Speci.hunter schrieb:


> Super, danke für eure Antworten. Ich werde auch ein Kamera Stativ als dreibein nehmen, allerdings will ich lediglich nur ein Segment als Auszug haben. Und da ist die Frage wie ich die beine fertigen soll ob Rohr oder Alu vollmaterial.
> Ehm ich muss gestehen ich habe das mit dem AluRohr und den Fußteilen jetzt so ganz verstanden wie man die miteinander verbinden sollte. wie kann man ein Rohr benutzen z.b 20mm Durchmesser und dann am Ende eine „Fußspitze“ einschrauben ?
> @Waller Michel du scheinst dich ja gut auszukennen, kannst du mir auch sagen wo ich diese Material in Braunschweig herbekomme ? In Baumärkte habe ich nichts gefunden, bzw hatten die nur wenig Auswahl und meistens nur kleine Durchmesser.
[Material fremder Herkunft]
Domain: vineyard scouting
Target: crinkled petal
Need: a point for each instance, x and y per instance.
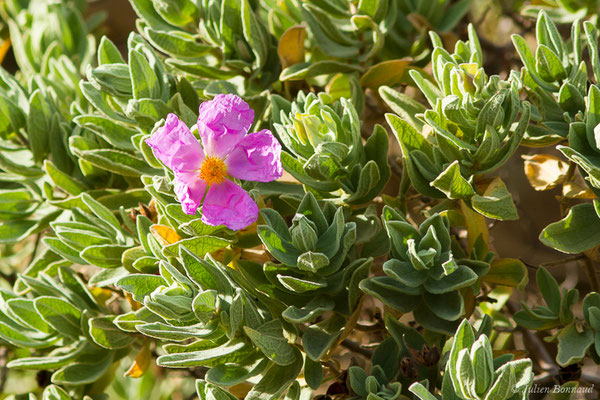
(176, 146)
(189, 190)
(228, 204)
(223, 122)
(257, 157)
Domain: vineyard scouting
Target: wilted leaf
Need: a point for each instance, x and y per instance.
(544, 171)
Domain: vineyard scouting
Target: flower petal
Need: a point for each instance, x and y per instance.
(228, 204)
(176, 146)
(222, 122)
(257, 157)
(189, 190)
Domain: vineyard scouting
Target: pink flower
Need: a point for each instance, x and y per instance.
(202, 172)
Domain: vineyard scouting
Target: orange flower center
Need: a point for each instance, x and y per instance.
(213, 170)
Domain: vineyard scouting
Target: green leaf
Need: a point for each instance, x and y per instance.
(106, 334)
(319, 338)
(421, 391)
(104, 256)
(67, 183)
(198, 245)
(313, 373)
(276, 380)
(577, 232)
(573, 343)
(79, 373)
(508, 272)
(302, 71)
(496, 202)
(60, 314)
(143, 79)
(452, 183)
(549, 65)
(269, 339)
(234, 349)
(38, 125)
(140, 285)
(233, 374)
(113, 132)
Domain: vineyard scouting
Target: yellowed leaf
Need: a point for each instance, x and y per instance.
(544, 171)
(387, 73)
(101, 295)
(476, 225)
(141, 363)
(291, 46)
(164, 234)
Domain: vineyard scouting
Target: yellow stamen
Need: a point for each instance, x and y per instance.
(213, 170)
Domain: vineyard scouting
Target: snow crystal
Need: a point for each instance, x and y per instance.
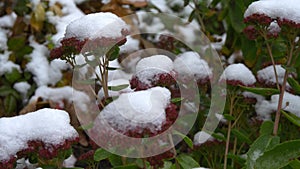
(70, 13)
(44, 73)
(267, 75)
(142, 109)
(190, 64)
(7, 66)
(116, 82)
(288, 9)
(80, 99)
(48, 125)
(291, 103)
(96, 25)
(148, 67)
(202, 137)
(238, 72)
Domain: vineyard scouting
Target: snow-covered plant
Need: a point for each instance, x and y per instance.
(40, 136)
(96, 36)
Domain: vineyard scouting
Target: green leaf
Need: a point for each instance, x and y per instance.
(186, 161)
(241, 136)
(279, 156)
(237, 158)
(294, 84)
(236, 15)
(186, 139)
(101, 154)
(229, 117)
(113, 53)
(176, 100)
(10, 104)
(13, 76)
(128, 166)
(295, 164)
(266, 128)
(291, 117)
(118, 88)
(258, 148)
(261, 91)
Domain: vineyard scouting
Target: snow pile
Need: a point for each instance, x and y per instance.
(115, 83)
(288, 9)
(201, 137)
(238, 73)
(97, 25)
(44, 72)
(58, 95)
(267, 75)
(264, 108)
(47, 125)
(70, 13)
(147, 68)
(190, 65)
(138, 110)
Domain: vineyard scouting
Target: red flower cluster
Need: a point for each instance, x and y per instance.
(260, 19)
(163, 79)
(46, 151)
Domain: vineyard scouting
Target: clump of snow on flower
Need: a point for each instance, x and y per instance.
(190, 65)
(47, 125)
(138, 110)
(267, 75)
(238, 74)
(264, 108)
(58, 95)
(116, 83)
(288, 9)
(202, 137)
(96, 25)
(44, 72)
(70, 12)
(147, 68)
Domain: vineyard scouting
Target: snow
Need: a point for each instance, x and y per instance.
(141, 109)
(96, 25)
(190, 64)
(267, 75)
(148, 67)
(47, 125)
(6, 66)
(291, 104)
(288, 9)
(201, 137)
(80, 99)
(238, 72)
(70, 13)
(116, 82)
(44, 72)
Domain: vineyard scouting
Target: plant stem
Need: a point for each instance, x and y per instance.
(280, 100)
(228, 132)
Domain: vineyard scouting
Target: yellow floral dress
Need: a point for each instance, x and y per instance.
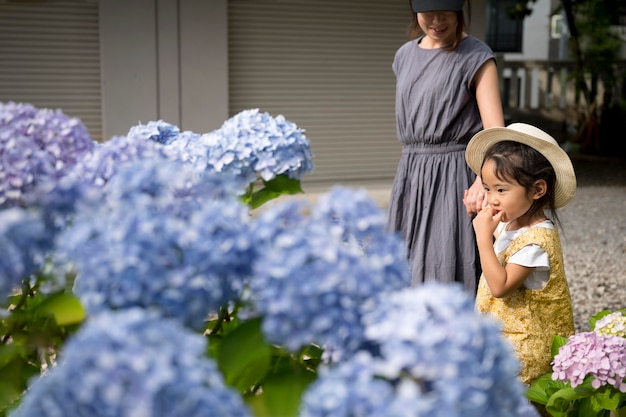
(530, 317)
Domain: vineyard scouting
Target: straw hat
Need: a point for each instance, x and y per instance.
(535, 138)
(421, 6)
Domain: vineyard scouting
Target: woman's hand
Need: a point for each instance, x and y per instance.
(475, 197)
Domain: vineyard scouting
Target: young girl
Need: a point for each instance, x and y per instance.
(523, 284)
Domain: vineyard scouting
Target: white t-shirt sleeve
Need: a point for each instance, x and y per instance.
(532, 256)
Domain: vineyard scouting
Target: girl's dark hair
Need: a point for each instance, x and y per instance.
(415, 31)
(518, 162)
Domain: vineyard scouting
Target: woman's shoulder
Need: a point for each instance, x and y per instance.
(472, 44)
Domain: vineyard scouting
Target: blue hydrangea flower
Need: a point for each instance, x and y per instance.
(25, 240)
(37, 145)
(352, 388)
(252, 144)
(157, 131)
(167, 238)
(316, 273)
(132, 364)
(433, 335)
(156, 140)
(110, 156)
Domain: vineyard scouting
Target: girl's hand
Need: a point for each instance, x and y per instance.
(475, 197)
(486, 222)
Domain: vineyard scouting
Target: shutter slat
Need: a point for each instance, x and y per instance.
(50, 56)
(326, 66)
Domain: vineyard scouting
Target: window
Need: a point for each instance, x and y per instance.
(504, 34)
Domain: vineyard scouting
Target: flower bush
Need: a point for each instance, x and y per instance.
(141, 282)
(588, 375)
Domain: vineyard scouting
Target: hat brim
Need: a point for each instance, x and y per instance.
(565, 176)
(422, 6)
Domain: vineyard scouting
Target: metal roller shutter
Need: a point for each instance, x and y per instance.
(50, 58)
(326, 66)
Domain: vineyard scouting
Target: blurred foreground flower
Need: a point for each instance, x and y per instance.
(36, 145)
(132, 364)
(588, 375)
(430, 355)
(168, 238)
(320, 266)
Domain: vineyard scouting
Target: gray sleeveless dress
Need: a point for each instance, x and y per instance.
(436, 116)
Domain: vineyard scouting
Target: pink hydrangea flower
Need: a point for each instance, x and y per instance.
(590, 354)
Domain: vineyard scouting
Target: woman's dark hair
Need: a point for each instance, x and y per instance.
(518, 162)
(415, 31)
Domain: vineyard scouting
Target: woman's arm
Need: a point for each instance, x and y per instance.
(490, 108)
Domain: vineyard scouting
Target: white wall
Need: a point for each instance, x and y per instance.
(164, 59)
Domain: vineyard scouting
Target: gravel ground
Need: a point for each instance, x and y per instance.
(593, 237)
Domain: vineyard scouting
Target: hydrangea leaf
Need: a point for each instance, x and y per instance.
(559, 403)
(244, 357)
(605, 399)
(282, 393)
(542, 388)
(65, 308)
(557, 343)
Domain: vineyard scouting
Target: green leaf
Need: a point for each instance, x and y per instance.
(283, 184)
(261, 197)
(282, 394)
(557, 343)
(543, 387)
(65, 308)
(244, 357)
(563, 400)
(606, 398)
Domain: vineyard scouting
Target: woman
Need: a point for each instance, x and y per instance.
(447, 90)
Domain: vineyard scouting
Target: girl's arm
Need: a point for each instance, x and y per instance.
(490, 108)
(501, 280)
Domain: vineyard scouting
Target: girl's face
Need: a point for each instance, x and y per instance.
(507, 195)
(440, 26)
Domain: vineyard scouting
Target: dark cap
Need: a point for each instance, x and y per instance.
(421, 6)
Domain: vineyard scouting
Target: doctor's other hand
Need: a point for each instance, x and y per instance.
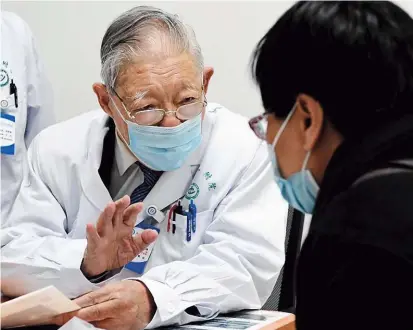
(111, 244)
(124, 305)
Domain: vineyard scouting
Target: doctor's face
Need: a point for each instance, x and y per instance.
(145, 87)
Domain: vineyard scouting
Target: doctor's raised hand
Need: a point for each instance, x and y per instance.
(111, 244)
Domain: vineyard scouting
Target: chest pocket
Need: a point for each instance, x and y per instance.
(176, 247)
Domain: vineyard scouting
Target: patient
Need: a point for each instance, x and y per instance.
(336, 80)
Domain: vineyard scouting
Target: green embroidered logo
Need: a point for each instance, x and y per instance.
(192, 192)
(212, 186)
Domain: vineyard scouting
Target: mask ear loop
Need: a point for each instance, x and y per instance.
(283, 125)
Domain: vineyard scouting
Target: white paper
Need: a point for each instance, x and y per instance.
(35, 308)
(250, 320)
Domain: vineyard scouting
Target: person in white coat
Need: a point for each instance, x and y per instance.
(210, 233)
(26, 104)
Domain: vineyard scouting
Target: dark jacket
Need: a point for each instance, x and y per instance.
(355, 270)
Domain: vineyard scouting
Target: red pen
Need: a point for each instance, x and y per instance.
(171, 211)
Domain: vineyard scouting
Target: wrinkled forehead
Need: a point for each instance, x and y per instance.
(155, 75)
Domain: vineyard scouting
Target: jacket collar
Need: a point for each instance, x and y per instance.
(355, 158)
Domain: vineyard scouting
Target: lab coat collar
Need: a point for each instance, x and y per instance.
(92, 184)
(123, 156)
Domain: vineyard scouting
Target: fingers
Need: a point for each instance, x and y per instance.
(99, 312)
(131, 214)
(104, 223)
(144, 239)
(62, 318)
(95, 297)
(121, 206)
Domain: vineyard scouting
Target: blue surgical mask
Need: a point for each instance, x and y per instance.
(300, 189)
(164, 148)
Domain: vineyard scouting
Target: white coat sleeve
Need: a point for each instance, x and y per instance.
(237, 266)
(40, 112)
(35, 249)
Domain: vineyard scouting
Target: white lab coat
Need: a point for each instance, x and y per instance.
(20, 63)
(233, 259)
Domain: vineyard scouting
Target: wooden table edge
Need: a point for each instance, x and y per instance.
(286, 323)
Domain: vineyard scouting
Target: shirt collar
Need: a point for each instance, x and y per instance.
(124, 157)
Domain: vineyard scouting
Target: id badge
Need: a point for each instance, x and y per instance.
(7, 133)
(138, 264)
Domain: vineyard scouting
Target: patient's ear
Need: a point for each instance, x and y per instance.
(311, 120)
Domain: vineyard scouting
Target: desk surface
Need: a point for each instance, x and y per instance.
(286, 323)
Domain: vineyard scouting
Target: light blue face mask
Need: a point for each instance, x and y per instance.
(164, 148)
(299, 189)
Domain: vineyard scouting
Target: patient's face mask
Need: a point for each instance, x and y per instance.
(299, 189)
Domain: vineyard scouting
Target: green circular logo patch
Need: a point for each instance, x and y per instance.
(192, 192)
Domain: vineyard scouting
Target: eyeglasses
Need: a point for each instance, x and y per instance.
(259, 125)
(155, 116)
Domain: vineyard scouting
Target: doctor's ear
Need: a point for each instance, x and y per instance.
(208, 72)
(103, 97)
(312, 118)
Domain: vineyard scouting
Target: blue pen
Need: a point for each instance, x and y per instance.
(192, 210)
(188, 226)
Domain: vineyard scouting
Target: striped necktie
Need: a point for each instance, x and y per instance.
(150, 177)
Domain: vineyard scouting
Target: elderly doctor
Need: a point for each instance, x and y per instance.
(157, 141)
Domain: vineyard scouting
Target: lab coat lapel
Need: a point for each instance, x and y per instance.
(173, 185)
(92, 184)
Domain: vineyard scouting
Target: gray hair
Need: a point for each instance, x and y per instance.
(136, 32)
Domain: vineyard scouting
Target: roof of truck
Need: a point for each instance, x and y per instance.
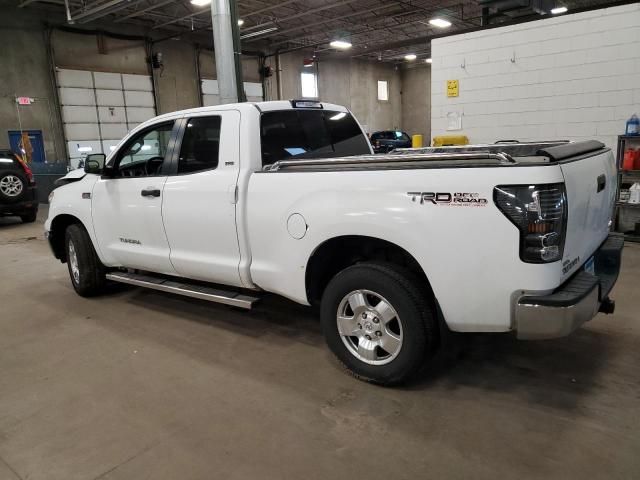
(261, 106)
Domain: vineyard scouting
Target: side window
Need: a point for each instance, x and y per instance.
(143, 155)
(200, 145)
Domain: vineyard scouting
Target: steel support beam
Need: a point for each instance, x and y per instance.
(226, 44)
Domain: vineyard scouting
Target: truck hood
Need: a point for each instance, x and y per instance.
(76, 174)
(70, 177)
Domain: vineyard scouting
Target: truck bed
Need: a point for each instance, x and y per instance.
(467, 156)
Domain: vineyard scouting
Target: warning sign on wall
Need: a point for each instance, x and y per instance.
(452, 88)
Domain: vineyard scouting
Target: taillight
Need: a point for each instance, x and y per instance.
(540, 214)
(27, 170)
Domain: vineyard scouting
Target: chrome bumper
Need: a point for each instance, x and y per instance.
(576, 301)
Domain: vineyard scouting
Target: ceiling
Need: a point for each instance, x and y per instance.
(385, 30)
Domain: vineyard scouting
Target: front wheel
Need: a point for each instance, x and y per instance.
(379, 322)
(88, 275)
(29, 217)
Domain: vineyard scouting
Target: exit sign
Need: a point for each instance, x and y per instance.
(452, 88)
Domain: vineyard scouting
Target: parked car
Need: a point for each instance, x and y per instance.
(395, 249)
(387, 140)
(18, 195)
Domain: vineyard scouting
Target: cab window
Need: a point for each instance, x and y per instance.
(144, 154)
(298, 134)
(200, 145)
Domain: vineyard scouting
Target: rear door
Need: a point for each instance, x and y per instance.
(591, 188)
(199, 199)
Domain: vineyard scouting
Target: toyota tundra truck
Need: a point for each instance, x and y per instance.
(227, 202)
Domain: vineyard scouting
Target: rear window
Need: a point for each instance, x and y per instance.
(298, 134)
(7, 158)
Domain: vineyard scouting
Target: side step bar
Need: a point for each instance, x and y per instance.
(201, 292)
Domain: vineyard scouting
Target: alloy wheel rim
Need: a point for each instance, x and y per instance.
(369, 327)
(73, 263)
(11, 186)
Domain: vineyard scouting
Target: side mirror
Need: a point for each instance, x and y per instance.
(94, 163)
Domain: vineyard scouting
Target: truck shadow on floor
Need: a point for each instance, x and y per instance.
(554, 373)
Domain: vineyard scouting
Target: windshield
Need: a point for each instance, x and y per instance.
(298, 134)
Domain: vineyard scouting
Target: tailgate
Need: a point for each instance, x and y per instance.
(590, 181)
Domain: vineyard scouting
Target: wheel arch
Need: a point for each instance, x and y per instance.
(337, 253)
(59, 225)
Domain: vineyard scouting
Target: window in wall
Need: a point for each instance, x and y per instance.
(200, 145)
(309, 85)
(383, 90)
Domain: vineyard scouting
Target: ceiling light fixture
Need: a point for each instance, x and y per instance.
(259, 32)
(440, 22)
(341, 44)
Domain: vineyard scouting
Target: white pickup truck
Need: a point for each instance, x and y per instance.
(221, 203)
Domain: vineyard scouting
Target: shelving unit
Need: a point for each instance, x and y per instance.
(626, 177)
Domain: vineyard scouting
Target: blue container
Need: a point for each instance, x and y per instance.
(633, 126)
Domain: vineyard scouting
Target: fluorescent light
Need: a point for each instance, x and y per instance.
(259, 32)
(440, 22)
(341, 44)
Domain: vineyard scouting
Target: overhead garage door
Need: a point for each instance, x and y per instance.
(99, 108)
(211, 92)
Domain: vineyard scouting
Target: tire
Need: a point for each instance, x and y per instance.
(85, 269)
(13, 186)
(401, 340)
(29, 217)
Das ist eine Sache die du in einem Stahlhandel holen musst! 
Da ich leider erst hier zugezogen bin könnte ich auch nicht mehr machen als Google bemühen! 

LG Michael


----------



## Hecht100+ (10. Juni 2020)

Ich habe aber noch kein Kamerastativ gesehen, das die Beine so flach auseinander bekommt wie beim Fishcon Pod. Und die Vorteile eines Dreibeinpods will ich erst gar nicht hinterfragen, Standfestigkeit kann es nicht sein. Im letzten Jahr konnte ich miterleben, wie mein Nachbarangler sein Dreibeinpod samt Angel aus dem See holen durfte, der Karpfen war stärker und der Freilauf war wohl nicht auf ganz so lose eingestellt.


----------



## Bimmelrudi (10. Juni 2020)

Speci.hunter schrieb:


> Super, danke für eure Antworten. Ich werde auch ein Kamera Stativ als dreibein nehmen, allerdings will ich lediglich nur ein Segment als Auszug haben. Und da ist die Frage wie ich die beine fertigen soll ob Rohr oder Alu vollmaterial.
> Ehm ich muss gestehen ich habe das mit dem AluRohr und den Fußteilen jetzt so ganz verstanden wie man die miteinander verbinden sollte. wie kann man ein Rohr benutzen z.b 20mm Durchmesser und dann am Ende eine „Fußspitze“ einschrauben ?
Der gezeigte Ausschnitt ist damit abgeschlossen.